Die Warnau-Brücke als sinnloses Kriegsopfer

01/2016 - Im April 1945 wurden in der Region von oft versprengten deutschen Truppenteilen Brücken zerstört oder vehement verteidigt. Die britische Armee sollte am Überqueren der Aller oder auch der Warnau gehindert werden. Ein letzter sinnloser Akt in einem sinnlosen Krieg. Die getöteten Soldaten, die nur noch wenige Tage hätten überstehen müssen, befinden sich z.B. auf den Ehrenfriedhöfen in Essel oder Eickeloh und auch in Borg. FORUM-Vorstandsmitglied Heinz Steudle aus Benefeld hat die bewegte Geschichte der Warnau-Brücke in Benefeld in den letzten Kriegstagen 1945 in der Walsroder Zeitung beschrieben.
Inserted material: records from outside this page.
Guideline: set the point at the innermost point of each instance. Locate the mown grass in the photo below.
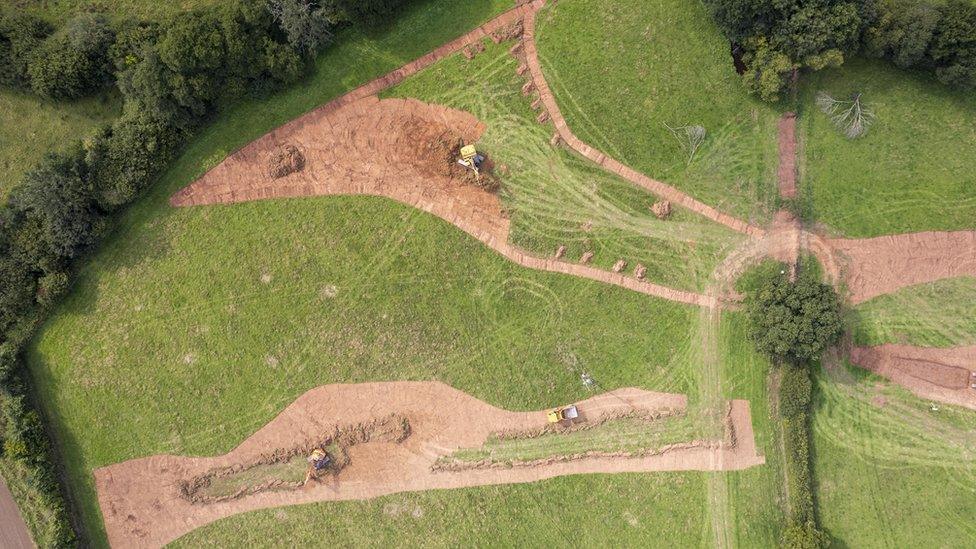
(30, 127)
(555, 198)
(621, 70)
(892, 470)
(192, 328)
(935, 314)
(911, 172)
(631, 435)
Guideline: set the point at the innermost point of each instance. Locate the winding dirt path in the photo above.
(13, 531)
(943, 374)
(143, 507)
(340, 145)
(876, 266)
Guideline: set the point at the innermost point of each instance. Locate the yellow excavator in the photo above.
(471, 159)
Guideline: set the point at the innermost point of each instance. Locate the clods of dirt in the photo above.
(661, 209)
(285, 160)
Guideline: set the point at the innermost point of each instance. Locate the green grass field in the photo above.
(891, 469)
(192, 328)
(913, 170)
(556, 198)
(937, 314)
(663, 63)
(29, 127)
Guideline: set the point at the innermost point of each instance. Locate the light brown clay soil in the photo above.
(13, 532)
(393, 148)
(143, 506)
(876, 266)
(933, 373)
(787, 155)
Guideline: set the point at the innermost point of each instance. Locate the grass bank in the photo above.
(935, 314)
(556, 198)
(664, 62)
(892, 469)
(911, 172)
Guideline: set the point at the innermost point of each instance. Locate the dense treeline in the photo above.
(172, 76)
(781, 38)
(794, 322)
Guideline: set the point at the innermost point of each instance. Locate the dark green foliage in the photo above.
(794, 392)
(918, 34)
(59, 196)
(125, 157)
(793, 321)
(953, 49)
(794, 403)
(20, 36)
(307, 27)
(783, 37)
(74, 61)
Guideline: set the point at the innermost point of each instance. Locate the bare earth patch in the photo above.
(882, 265)
(144, 504)
(929, 372)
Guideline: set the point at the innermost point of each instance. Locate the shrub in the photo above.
(74, 61)
(50, 287)
(20, 36)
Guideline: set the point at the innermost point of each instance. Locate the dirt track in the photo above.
(876, 266)
(13, 531)
(142, 505)
(933, 373)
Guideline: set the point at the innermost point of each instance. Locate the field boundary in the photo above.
(602, 159)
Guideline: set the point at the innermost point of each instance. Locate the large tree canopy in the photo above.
(794, 321)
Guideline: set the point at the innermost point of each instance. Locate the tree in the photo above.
(193, 52)
(851, 117)
(125, 157)
(20, 35)
(793, 321)
(57, 194)
(74, 61)
(953, 49)
(782, 37)
(308, 27)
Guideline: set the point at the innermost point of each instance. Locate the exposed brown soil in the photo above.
(392, 428)
(397, 148)
(143, 505)
(933, 373)
(13, 531)
(287, 159)
(876, 266)
(787, 155)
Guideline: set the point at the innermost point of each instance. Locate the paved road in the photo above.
(13, 531)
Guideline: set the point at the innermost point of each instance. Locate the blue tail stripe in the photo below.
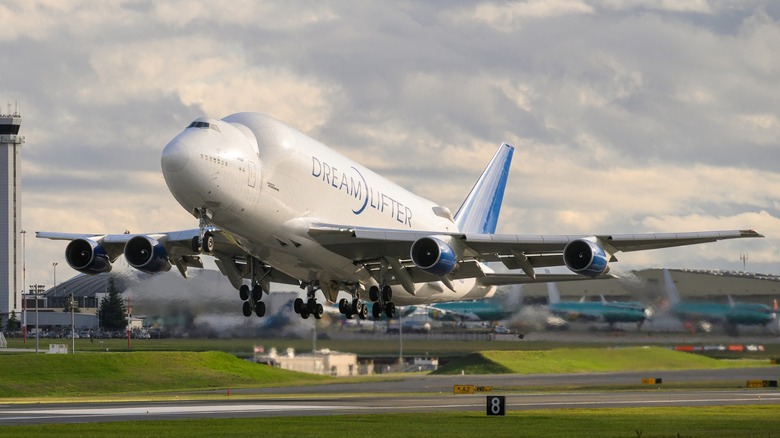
(479, 212)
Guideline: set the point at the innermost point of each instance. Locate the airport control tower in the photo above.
(11, 282)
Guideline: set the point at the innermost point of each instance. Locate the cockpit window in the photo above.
(204, 125)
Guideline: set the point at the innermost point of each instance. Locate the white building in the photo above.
(11, 282)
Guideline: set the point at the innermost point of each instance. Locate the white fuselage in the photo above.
(264, 183)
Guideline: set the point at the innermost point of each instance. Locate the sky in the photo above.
(627, 116)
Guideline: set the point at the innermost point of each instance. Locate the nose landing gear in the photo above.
(382, 304)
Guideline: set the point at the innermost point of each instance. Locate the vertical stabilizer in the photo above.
(670, 288)
(479, 212)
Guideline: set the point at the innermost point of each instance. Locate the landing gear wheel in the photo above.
(208, 243)
(363, 311)
(373, 293)
(259, 308)
(344, 306)
(298, 306)
(387, 293)
(243, 292)
(376, 310)
(257, 293)
(390, 310)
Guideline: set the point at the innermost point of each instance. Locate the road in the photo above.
(421, 394)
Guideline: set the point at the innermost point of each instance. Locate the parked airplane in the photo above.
(706, 313)
(275, 205)
(610, 312)
(496, 308)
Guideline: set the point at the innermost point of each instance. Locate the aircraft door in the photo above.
(252, 175)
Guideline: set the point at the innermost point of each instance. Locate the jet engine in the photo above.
(433, 255)
(147, 254)
(585, 258)
(87, 257)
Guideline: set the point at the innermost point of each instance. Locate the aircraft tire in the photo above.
(208, 243)
(257, 293)
(259, 309)
(376, 310)
(390, 310)
(387, 293)
(343, 306)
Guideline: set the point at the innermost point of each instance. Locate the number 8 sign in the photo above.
(496, 405)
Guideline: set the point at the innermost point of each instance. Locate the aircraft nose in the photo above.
(175, 156)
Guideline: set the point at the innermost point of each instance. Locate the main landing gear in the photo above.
(310, 306)
(382, 304)
(251, 298)
(356, 307)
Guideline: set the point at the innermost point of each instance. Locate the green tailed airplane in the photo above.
(730, 314)
(610, 312)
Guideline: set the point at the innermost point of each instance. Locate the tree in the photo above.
(13, 323)
(112, 308)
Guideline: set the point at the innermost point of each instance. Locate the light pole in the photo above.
(24, 282)
(72, 325)
(54, 267)
(36, 289)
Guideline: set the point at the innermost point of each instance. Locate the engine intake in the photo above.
(147, 255)
(433, 255)
(585, 258)
(87, 257)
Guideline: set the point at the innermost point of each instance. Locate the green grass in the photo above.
(726, 421)
(376, 346)
(58, 375)
(566, 360)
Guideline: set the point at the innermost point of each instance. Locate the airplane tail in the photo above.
(671, 289)
(514, 300)
(479, 212)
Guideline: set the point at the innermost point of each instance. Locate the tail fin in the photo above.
(479, 212)
(671, 289)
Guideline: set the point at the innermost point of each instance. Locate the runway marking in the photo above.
(27, 414)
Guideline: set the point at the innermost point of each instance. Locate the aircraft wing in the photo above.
(98, 251)
(526, 252)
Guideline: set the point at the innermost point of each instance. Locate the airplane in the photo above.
(706, 313)
(495, 308)
(275, 205)
(610, 312)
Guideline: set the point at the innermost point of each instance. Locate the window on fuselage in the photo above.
(204, 125)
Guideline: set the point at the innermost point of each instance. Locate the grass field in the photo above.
(729, 421)
(59, 375)
(568, 360)
(379, 346)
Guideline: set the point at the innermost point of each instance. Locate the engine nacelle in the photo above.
(87, 257)
(434, 256)
(147, 255)
(585, 258)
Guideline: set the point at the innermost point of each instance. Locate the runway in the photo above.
(415, 394)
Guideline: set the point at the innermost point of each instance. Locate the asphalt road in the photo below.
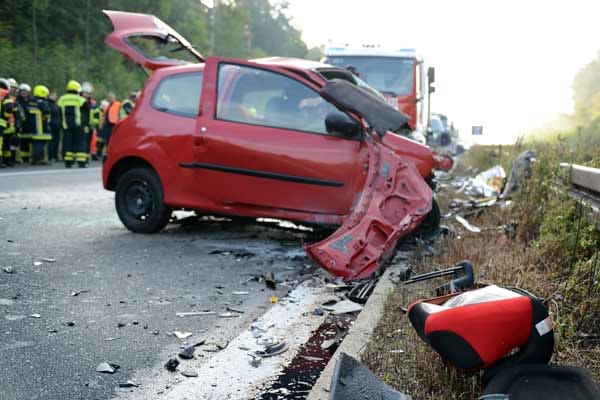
(120, 278)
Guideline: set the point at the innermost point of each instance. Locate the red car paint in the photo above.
(373, 188)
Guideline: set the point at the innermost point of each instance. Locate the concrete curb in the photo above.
(360, 333)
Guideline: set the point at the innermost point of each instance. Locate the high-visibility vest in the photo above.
(70, 107)
(112, 112)
(124, 112)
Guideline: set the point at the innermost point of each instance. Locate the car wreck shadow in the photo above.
(231, 227)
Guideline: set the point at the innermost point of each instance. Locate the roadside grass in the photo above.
(552, 251)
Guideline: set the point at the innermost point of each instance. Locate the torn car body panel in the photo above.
(394, 201)
(251, 139)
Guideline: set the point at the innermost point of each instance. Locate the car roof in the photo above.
(290, 62)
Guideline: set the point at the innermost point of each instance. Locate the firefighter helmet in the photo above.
(73, 86)
(23, 87)
(41, 91)
(87, 87)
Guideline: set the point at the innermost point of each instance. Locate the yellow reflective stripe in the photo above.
(70, 100)
(39, 126)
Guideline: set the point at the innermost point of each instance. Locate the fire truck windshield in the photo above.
(393, 75)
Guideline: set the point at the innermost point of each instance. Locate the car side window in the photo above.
(260, 97)
(179, 94)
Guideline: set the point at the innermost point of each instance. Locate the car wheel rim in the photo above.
(139, 200)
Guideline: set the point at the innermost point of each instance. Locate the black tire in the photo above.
(139, 201)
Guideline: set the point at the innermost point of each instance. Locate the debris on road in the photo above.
(361, 292)
(195, 313)
(521, 169)
(467, 225)
(172, 365)
(352, 381)
(273, 350)
(189, 374)
(129, 384)
(182, 335)
(270, 281)
(228, 315)
(107, 368)
(342, 307)
(488, 183)
(187, 353)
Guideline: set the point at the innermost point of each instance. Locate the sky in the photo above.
(507, 65)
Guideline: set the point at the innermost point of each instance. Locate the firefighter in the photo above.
(40, 136)
(55, 124)
(13, 88)
(128, 105)
(111, 117)
(23, 97)
(72, 107)
(10, 140)
(4, 93)
(91, 120)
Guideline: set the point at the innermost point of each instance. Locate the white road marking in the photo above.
(228, 374)
(49, 171)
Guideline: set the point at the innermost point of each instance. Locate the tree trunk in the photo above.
(34, 31)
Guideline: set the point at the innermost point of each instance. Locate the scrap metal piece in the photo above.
(387, 209)
(467, 224)
(352, 381)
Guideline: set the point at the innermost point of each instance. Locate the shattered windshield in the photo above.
(157, 48)
(387, 74)
(378, 114)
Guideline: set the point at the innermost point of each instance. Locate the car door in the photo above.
(262, 142)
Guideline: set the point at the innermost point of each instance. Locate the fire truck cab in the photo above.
(399, 74)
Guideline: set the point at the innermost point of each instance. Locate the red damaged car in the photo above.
(276, 137)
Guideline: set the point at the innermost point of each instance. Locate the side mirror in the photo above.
(340, 123)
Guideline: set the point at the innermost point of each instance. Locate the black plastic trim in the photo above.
(263, 174)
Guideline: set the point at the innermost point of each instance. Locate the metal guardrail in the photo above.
(585, 188)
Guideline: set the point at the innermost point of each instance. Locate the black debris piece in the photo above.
(352, 381)
(172, 365)
(270, 281)
(189, 374)
(107, 368)
(129, 384)
(187, 353)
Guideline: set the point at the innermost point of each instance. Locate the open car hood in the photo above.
(394, 200)
(133, 26)
(380, 115)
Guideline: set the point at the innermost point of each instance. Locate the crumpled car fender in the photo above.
(394, 200)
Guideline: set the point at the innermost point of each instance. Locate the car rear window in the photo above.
(179, 94)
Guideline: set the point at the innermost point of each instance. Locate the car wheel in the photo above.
(139, 201)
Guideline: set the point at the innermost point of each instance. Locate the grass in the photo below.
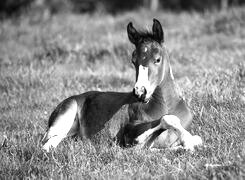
(43, 61)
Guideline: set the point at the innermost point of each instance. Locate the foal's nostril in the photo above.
(143, 90)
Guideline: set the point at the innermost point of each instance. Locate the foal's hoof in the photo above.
(191, 143)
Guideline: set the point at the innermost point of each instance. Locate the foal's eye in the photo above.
(158, 60)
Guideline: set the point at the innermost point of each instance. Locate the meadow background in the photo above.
(47, 58)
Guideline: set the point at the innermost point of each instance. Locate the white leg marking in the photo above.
(188, 141)
(143, 137)
(60, 128)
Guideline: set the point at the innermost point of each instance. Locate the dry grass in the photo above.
(44, 61)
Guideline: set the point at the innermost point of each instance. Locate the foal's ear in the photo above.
(133, 35)
(157, 31)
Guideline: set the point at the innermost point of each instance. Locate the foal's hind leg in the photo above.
(176, 134)
(62, 124)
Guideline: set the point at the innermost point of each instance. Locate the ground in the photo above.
(44, 60)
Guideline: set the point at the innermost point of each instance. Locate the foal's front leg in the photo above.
(186, 139)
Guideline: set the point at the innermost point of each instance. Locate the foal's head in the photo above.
(149, 59)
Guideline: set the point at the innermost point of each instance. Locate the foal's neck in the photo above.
(165, 96)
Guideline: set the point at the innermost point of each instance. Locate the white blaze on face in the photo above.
(142, 81)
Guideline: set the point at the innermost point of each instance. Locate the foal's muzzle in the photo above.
(140, 93)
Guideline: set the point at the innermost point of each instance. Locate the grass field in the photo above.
(43, 61)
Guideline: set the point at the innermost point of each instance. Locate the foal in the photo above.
(159, 119)
(163, 116)
(83, 115)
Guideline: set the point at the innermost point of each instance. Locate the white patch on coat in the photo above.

Walsroder Zeitung vom 23.01.2016: Schlichtes, aber bedeutsames Bauwerk.

Von Benefeld in Richtung Westen verläuft der Weg auf der Cordinger Straße über die Warnau-Brücke. In der Regel weitgehend unbeachtet, wird sie täglich von Hunderten Verkehrsteilnehmern passiert. Dabei hat die Brücke eine wechselvolle Geschichte hinter sich und spielte vor gut 70 Jahren eine bedeutsame Rolle. Der Benefelder Heinz Steudle hat die Geschichte der Brücke rekonstruiert.

Die Warnau ist ein kleiner Fluss. Seine Quelle liegt in Neuenkirchen, die Fließrichtung ist südwärts gerichtet, er passiert unter anderem die Ortsteile Benefeld und Cordingen und mündet bei Borg in die Böhme. Einst war ein Abschnitt der Warnau Grenzfluss zwischen dem Bistum Verden und dem Herzogtum Lüneburg. Jetzt bildet eine bestimmte Strecke die Grenze zwischen den Landkreisen Heidekreis und Rotenburg. Im Bereich der Ortsteile Cordingen und Benefeld liegt ein reizvolles Waldtal mit der historischen Cordinger Mühle.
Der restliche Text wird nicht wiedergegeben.